Эти мысли не результат мистических провидений, а логический вывод из развития событий в геополитической совокупности.
В упомянутом выше некрологе Залман Шазар сказал, что Жаботинскому «было предназначено стать первым голосом в хоре возрожденного Израиля. Было предназначено, но не исполнилось». Так ли это? Возможно, что до конца жизни он не был «близким для большинства его собратьев», но будучи пионером в революционном движении, он и не стремился к власти при помощи аппарата. Он был слишком страстен, чтобы спокойно рассуждать о структуре политических сил, чтобы выжидать удобный момент, сосредотачиваться на маневрах и сделках, создавая для себя сферы влияния. Ему было трудно принимать участие в органах «государства в пути». Он усматривал в них черты делячества, а это претило ему. Его не удовлетворяли умеренные шаги типа «капля камень точит». «Не любил я сионистские конгрессы, кроме шестого, первого для меня, – писал он в книге «Повесть о моей жизни» (1936). – Я всегда терялся в них, как чужой, и теперь я боюсь, что меня, может быть, заставят участвовать в них еще не раз». Вместо того чтобы заниматься мышиной возней сионистского «парламентаризма», он предпочитал обращаться через головы официального руководства к молодежи, призывал ее расшатывать существующие основы, изменять застывшие формы, возобновлять героические традиции Израиля, «плевать» на законы и запреты, не имеющие морального оправдания, восставать против общепризнанного.
Жаботинский умер и не смог увидеть своими глазами обновленный независимый Израиль, но его революционный дух живет. Он придает народу силы в борьбе и строительстве, укрепляет надежды на будущее.
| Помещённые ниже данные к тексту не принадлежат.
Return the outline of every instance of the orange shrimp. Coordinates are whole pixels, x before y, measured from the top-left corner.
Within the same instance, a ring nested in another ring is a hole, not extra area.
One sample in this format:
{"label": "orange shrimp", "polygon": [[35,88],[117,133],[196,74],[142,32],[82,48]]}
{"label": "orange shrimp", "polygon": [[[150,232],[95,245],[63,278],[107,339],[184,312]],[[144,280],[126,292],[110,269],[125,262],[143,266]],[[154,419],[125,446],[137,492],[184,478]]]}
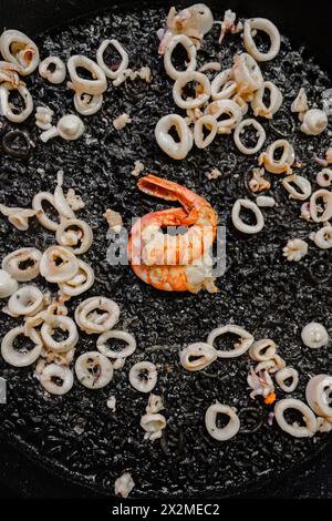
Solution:
{"label": "orange shrimp", "polygon": [[[129,237],[134,273],[145,283],[168,292],[216,292],[210,248],[216,237],[217,213],[188,188],[155,175],[138,182],[146,194],[178,201],[181,208],[154,212],[138,219]],[[166,226],[186,226],[180,235],[164,234]]]}

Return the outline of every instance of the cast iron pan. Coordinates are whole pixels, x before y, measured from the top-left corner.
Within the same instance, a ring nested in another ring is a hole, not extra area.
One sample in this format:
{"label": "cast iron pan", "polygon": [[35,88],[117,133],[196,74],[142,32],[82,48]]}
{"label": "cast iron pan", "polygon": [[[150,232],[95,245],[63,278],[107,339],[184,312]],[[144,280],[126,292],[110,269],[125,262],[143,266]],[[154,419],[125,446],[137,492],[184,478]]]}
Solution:
{"label": "cast iron pan", "polygon": [[[221,16],[217,2],[215,7],[210,3],[215,14]],[[284,262],[281,252],[286,241],[290,236],[304,238],[309,229],[298,218],[299,205],[288,201],[277,180],[272,184],[279,205],[270,211],[263,234],[248,238],[236,233],[229,224],[229,210],[237,197],[250,196],[246,173],[255,161],[239,156],[231,140],[222,141],[222,145],[212,144],[204,154],[193,151],[180,164],[169,161],[158,150],[153,139],[154,126],[162,115],[174,110],[170,83],[153,52],[157,44],[155,30],[165,17],[165,8],[158,11],[157,2],[141,2],[139,7],[132,2],[113,10],[110,2],[94,2],[94,10],[107,6],[108,14],[96,19],[92,31],[91,21],[84,20],[75,22],[70,30],[63,29],[64,23],[91,12],[89,2],[24,2],[24,12],[20,4],[10,2],[2,9],[6,27],[22,29],[31,37],[58,28],[48,37],[37,37],[42,55],[54,53],[68,58],[73,52],[92,55],[112,28],[112,34],[128,49],[134,68],[151,65],[154,81],[151,86],[133,83],[125,89],[113,89],[105,96],[102,113],[89,119],[85,137],[76,143],[56,140],[46,146],[38,143],[28,162],[1,156],[0,190],[8,205],[28,206],[34,193],[52,190],[59,170],[64,171],[65,185],[81,193],[86,203],[82,217],[94,231],[94,247],[86,259],[96,273],[93,292],[84,298],[100,293],[112,296],[122,309],[120,327],[131,330],[139,345],[125,369],[116,374],[111,388],[89,392],[76,384],[63,398],[45,396],[31,369],[15,370],[1,362],[9,382],[8,405],[1,408],[2,436],[49,471],[102,493],[112,493],[114,479],[129,470],[136,481],[133,492],[136,497],[239,493],[312,459],[319,450],[326,450],[326,436],[294,440],[276,426],[269,427],[266,421],[269,409],[260,403],[255,403],[260,429],[241,432],[220,447],[205,431],[204,411],[216,398],[245,411],[252,406],[246,385],[248,359],[216,364],[195,375],[185,374],[178,366],[181,346],[203,339],[217,325],[231,320],[243,325],[257,338],[271,336],[277,340],[281,355],[300,371],[301,384],[294,396],[303,398],[310,375],[331,372],[331,349],[313,353],[300,341],[301,326],[310,319],[324,321],[331,333],[331,256],[310,247],[301,264]],[[240,17],[271,18],[292,39],[292,44],[283,40],[278,59],[263,68],[267,76],[283,88],[288,111],[281,111],[273,122],[262,123],[270,142],[281,135],[292,135],[303,173],[314,180],[313,153],[323,153],[329,137],[324,134],[309,141],[299,133],[289,106],[300,86],[305,86],[317,103],[330,86],[328,74],[310,58],[314,54],[320,65],[331,71],[331,57],[323,52],[328,49],[324,24],[328,28],[329,17],[322,17],[319,33],[314,33],[309,11],[302,8],[298,12],[294,4],[286,10],[280,2],[269,7],[250,2],[249,10],[245,2],[229,1],[225,8],[229,7]],[[207,38],[203,62],[216,55],[214,34]],[[310,52],[302,49],[303,44]],[[229,39],[221,48],[226,67],[239,45],[238,39]],[[54,89],[38,75],[29,79],[28,84],[34,98],[56,113],[72,110],[72,95],[64,86]],[[112,120],[125,111],[131,112],[134,123],[116,133]],[[33,119],[23,126],[38,142]],[[1,134],[11,127],[2,125]],[[105,208],[120,211],[129,226],[132,216],[165,207],[137,192],[136,180],[131,175],[135,160],[142,160],[147,172],[177,181],[210,200],[228,226],[228,269],[217,296],[160,294],[137,280],[128,267],[107,265],[106,225],[102,218]],[[209,182],[205,174],[215,166],[222,176]],[[0,226],[1,257],[8,253],[9,245],[11,249],[31,244],[44,249],[53,241],[38,225],[32,225],[25,234],[13,231],[3,219]],[[318,258],[320,266],[325,267],[324,273],[318,269]],[[42,286],[43,282],[38,284]],[[71,313],[73,309],[74,305]],[[1,315],[1,334],[14,324]],[[79,350],[93,348],[94,339],[82,335]],[[146,398],[138,396],[127,382],[128,367],[143,358],[158,366],[155,391],[164,397],[168,420],[160,443],[153,446],[143,441],[139,428]],[[106,408],[106,399],[112,394],[117,399],[115,415]],[[247,421],[245,413],[245,426]]]}

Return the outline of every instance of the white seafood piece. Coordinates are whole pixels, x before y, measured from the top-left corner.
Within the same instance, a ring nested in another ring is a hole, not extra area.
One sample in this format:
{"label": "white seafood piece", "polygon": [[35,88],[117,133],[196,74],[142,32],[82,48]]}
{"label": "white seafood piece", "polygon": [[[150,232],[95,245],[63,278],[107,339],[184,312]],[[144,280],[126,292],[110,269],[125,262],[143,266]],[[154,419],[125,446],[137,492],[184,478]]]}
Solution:
{"label": "white seafood piece", "polygon": [[128,123],[132,123],[132,118],[126,112],[113,120],[113,126],[116,130],[123,130]]}
{"label": "white seafood piece", "polygon": [[18,288],[18,282],[4,269],[0,269],[0,298],[10,297]]}
{"label": "white seafood piece", "polygon": [[250,398],[253,400],[257,396],[262,396],[268,398],[274,392],[274,385],[270,376],[270,371],[273,368],[273,361],[267,360],[261,361],[256,369],[250,369],[250,372],[247,377],[247,382],[252,391],[250,392]]}
{"label": "white seafood piece", "polygon": [[[98,313],[103,311],[103,313]],[[83,300],[75,309],[75,321],[80,329],[91,335],[112,329],[120,317],[120,307],[106,297],[91,297]]]}
{"label": "white seafood piece", "polygon": [[164,410],[164,402],[160,396],[151,394],[147,400],[147,406],[145,408],[148,415],[155,415],[160,410]]}
{"label": "white seafood piece", "polygon": [[323,168],[317,174],[315,182],[322,188],[326,188],[332,184],[332,170]]}
{"label": "white seafood piece", "polygon": [[65,217],[66,219],[74,219],[75,214],[63,193],[62,185],[63,185],[63,172],[62,170],[60,170],[56,174],[56,186],[54,190],[54,206],[56,211],[59,212],[60,216]]}
{"label": "white seafood piece", "polygon": [[[107,346],[110,339],[122,340],[126,346],[117,351]],[[132,356],[136,350],[137,344],[133,335],[126,331],[121,331],[117,329],[112,329],[111,331],[103,333],[96,341],[97,350],[105,355],[107,358],[127,358]]]}
{"label": "white seafood piece", "polygon": [[[106,65],[104,61],[104,53],[107,47],[113,45],[114,49],[117,51],[117,53],[121,57],[121,62],[117,65],[115,70],[111,69],[110,67]],[[107,78],[111,80],[115,80],[122,72],[124,72],[129,63],[129,57],[128,53],[125,51],[125,49],[122,47],[118,40],[112,39],[112,40],[103,40],[101,45],[98,47],[97,54],[96,54],[96,61],[100,68],[104,71]]]}
{"label": "white seafood piece", "polygon": [[[276,152],[278,149],[282,149],[282,154],[279,159],[276,159]],[[292,145],[287,140],[277,140],[267,151],[260,154],[259,165],[264,165],[266,170],[271,174],[291,174],[291,166],[295,161],[295,153]]]}
{"label": "white seafood piece", "polygon": [[[218,415],[226,415],[229,421],[226,427],[217,427]],[[236,409],[219,402],[210,406],[205,413],[205,426],[208,433],[217,441],[226,441],[234,438],[240,429],[240,420]]]}
{"label": "white seafood piece", "polygon": [[8,310],[12,317],[31,317],[41,310],[43,302],[44,296],[37,286],[22,286],[8,300]]}
{"label": "white seafood piece", "polygon": [[[54,382],[55,378],[56,384]],[[65,395],[73,387],[74,376],[69,367],[50,364],[44,367],[39,380],[43,388],[51,395]]]}
{"label": "white seafood piece", "polygon": [[272,208],[273,206],[276,206],[276,200],[274,197],[270,197],[268,195],[259,195],[256,198],[256,204],[260,208]]}
{"label": "white seafood piece", "polygon": [[38,68],[38,47],[27,34],[17,29],[2,32],[0,53],[6,61],[19,67],[19,73],[23,76],[31,74]]}
{"label": "white seafood piece", "polygon": [[232,333],[234,335],[237,335],[239,337],[239,341],[235,343],[234,349],[229,351],[217,349],[216,354],[219,358],[239,357],[243,355],[243,353],[246,353],[253,344],[253,336],[250,333],[246,331],[246,329],[243,329],[242,327],[236,326],[234,324],[228,324],[227,326],[221,326],[217,327],[216,329],[212,329],[208,336],[207,344],[214,347],[216,338],[221,335],[226,335],[227,333]]}
{"label": "white seafood piece", "polygon": [[[281,181],[282,186],[289,193],[289,198],[305,201],[311,195],[311,183],[302,175],[291,174]],[[300,192],[294,187],[300,188]]]}
{"label": "white seafood piece", "polygon": [[[289,378],[291,378],[291,382],[287,384],[286,380]],[[284,392],[293,392],[299,385],[299,372],[293,367],[287,366],[276,372],[276,381]]]}
{"label": "white seafood piece", "polygon": [[[302,415],[305,422],[300,426],[298,422],[289,423],[284,418],[284,412],[289,409],[294,409]],[[274,406],[274,418],[279,427],[294,438],[309,438],[312,437],[318,430],[318,422],[312,410],[301,400],[294,398],[286,398],[278,401]]]}
{"label": "white seafood piece", "polygon": [[34,113],[37,126],[44,131],[51,129],[53,114],[49,106],[37,106]]}
{"label": "white seafood piece", "polygon": [[79,114],[93,115],[98,112],[103,104],[103,94],[85,94],[75,92],[74,106]]}
{"label": "white seafood piece", "polygon": [[2,269],[19,280],[27,283],[38,277],[42,253],[37,248],[20,248],[11,252],[2,260]]}
{"label": "white seafood piece", "polygon": [[90,249],[93,233],[91,226],[84,221],[70,218],[59,225],[55,237],[61,246],[71,247],[75,255],[82,255]]}
{"label": "white seafood piece", "polygon": [[283,248],[283,256],[289,262],[298,263],[308,254],[308,244],[301,238],[291,238]]}
{"label": "white seafood piece", "polygon": [[[196,82],[196,95],[195,98],[183,99],[183,90],[190,83]],[[197,71],[185,71],[183,72],[173,85],[173,98],[177,106],[180,109],[195,109],[201,106],[208,101],[211,94],[211,84],[205,74]]]}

Зеев (Владимир) Жаботинский родился 18 октября 1880 года в Одессе, в зажиточной семье. Когда ему было шесть лет, умер его отец – служащий Российского общества мореходства и торговли, занимавшийся закупкой и продажей пшеницы по всему Приднепровью. Одесса была главным зернохранилищем Малороссии (так в то время называлась Украина), и Евгений Григорьевич Жаботинский управлял делами целого «царства», По словам сослуживцев, это был гениальный человек, обладавший феноменальными способностями. Среди свойств, унаследованных Жаботинским от отца, можно назвать отношение к деньгам: он всегда считал их не целью, а средством для достижения. В книге «Повесть о моей жизни» Жаботинский пишет, что как-то отцу сказали, будто его помощники обворовывают его, на что он ответил: «Кто ворует у меня, тот беднее меня». Может быть, он и прав, замечал впоследствии сын, именно эта философия перешла ко мне по наследству.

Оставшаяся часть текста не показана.